Alberto Betinjane – Essa é a conduta ideal, porque a pressão intraocular pode descontrolar de uma hora para a outra. Se o médico detectar a doença numa fase inicial, pode interferir para evitar complicações graves no futuro.
PROGNÓSTICO
Drauzio – Qual o prognóstico do glaucoma?
Alberto Betinjane – De modo geral, o prognóstico é bom para a maioria das pessoas, mas está relacionado com uma série de fatores, entre eles, o controle evolutivo da doença que tem de ser muito bem feito. Quem tem glaucoma não pode pensar que o fato de estar usando a medicação garante proteção contra um agravamento da doença. Às vezes, com o passar do tempo, determinado medicamento perde a eficácia e é preciso trocá-lo por outro ou associar dois ou três. Se a resposta não for satisfatória, temos a possibilidade de mudar o enfoque e recorrer ao raio laser e, em último caso, à cirurgia.
Drauzio – Por que em último caso à cirurgia? 
Alberto Betinjane – Porque a cirurgia implica sempre algum risco, tanto no pré-operatório quanto no pós-operatório tardio e, muitas vezes, não traz os resultados esperados. Por isso, evitamos o procedimento cirúrgico desde que a doença seja controlada por meios clínicos e não cause prejuízo para a qualidade de vida do paciente.
Drauzio – Quer dizer que é possível ter glaucoma e manter a visão normal por anos, desde que o indivíduo faça o tratamento adequado e visite periodicamente o oftalmologista. Você acha que os médicos estão preparados para fazer o diagnóstico nas fases iniciais da doença?

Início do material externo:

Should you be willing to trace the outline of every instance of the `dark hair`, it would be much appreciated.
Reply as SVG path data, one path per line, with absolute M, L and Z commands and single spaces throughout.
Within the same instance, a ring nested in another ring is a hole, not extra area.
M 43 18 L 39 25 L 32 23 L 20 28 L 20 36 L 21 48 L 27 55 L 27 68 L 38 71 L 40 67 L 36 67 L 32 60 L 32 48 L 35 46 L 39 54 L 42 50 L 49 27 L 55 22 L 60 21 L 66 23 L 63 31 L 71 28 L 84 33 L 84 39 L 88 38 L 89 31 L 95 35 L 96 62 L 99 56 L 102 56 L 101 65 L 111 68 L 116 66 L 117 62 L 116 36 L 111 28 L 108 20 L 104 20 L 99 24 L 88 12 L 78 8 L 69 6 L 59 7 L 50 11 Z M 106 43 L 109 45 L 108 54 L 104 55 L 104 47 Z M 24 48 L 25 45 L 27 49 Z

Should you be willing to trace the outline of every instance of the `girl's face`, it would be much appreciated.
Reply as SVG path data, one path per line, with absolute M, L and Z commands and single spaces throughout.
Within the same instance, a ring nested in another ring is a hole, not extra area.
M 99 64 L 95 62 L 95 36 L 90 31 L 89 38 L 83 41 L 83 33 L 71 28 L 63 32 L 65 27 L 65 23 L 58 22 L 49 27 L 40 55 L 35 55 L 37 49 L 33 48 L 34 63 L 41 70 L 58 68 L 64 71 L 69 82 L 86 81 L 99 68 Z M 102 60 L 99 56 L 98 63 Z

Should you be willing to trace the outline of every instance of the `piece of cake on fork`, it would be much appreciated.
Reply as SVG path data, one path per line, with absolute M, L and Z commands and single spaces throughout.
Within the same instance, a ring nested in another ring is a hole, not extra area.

Alberto Betinjane – A maioria dos oftalmologistas tem condições de detectar a doença e evitar que o quadro se agrave. Infelizmente, há situações que impedem o maior envolvimento do médico com determinado paciente e, às vezes, ele deixa de pesquisar a fundo um sinal indicativo de lesão que avançará um pouco e só será detectada mais tarde. De modo geral, porém, isso não acontece.